A report just released by RadarLogic states the obvious by saying “housing is a buyer’s market” which, I think by now, we all know. However the report goes on to dig into the driving forces behind this buyer’s market and makes some interesting (and concerning) observations including the fact that, while the National Association of REALTOR’s (NAR) reported that the inventory of homes for sale in January dropped to 2.31 million homes (a 6.1 month supply and the lowest level since 2006) this does not take into account vacant homes that have been held off the market, homes that have delinquent mortgages on them and are headed to foreclosure or in the foreclosure process, nor homes with underwater mortgages.

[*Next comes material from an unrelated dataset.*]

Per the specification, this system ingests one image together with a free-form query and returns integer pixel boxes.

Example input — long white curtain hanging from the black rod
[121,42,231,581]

This is a large pool of homes that while they are not “on the market” now, a large percentage of them likely will be in the coming months and years thereby increasing the inventory of homes for sale.
In fact, Radarlogic estimates that the figure of 2.31 million existing homes for sale by NAR “probably underestimates the current supply overhang by millions of homes“. They come to this conclusion as a result of the following facts:
- There are some 11.1 million homes that are underwater (the mortgage balance exceeds the property value) and, given this, are at an increased risk of falling into foreclosure.
- There are 2.1 million homes in the foreclosure process at this time and the vast majority of them will enter the market via REO sales.
- The rate of homes with loans that are 90+ days delinquent remains very high and it is likely the bulk of the 1.8 million loans in this category will end up in REO inventories and be put up for sale.
- There are 3.6 million vacant homes held off the market which will eventually be put up for sale.
Other highlights from the report:
- Home sales increased in 2011 but the increased sales were a result of sellers dropping prices to meet the offers of “bargain-hunting” buyers.
- Would-be home buyers are still experiencing difficulty accessing financing.
- Home prices in distressed sales declined slightly in 2011, but less than prices on non-distressed sales did, thereby closing the gap between distressed and non-distressed home sales.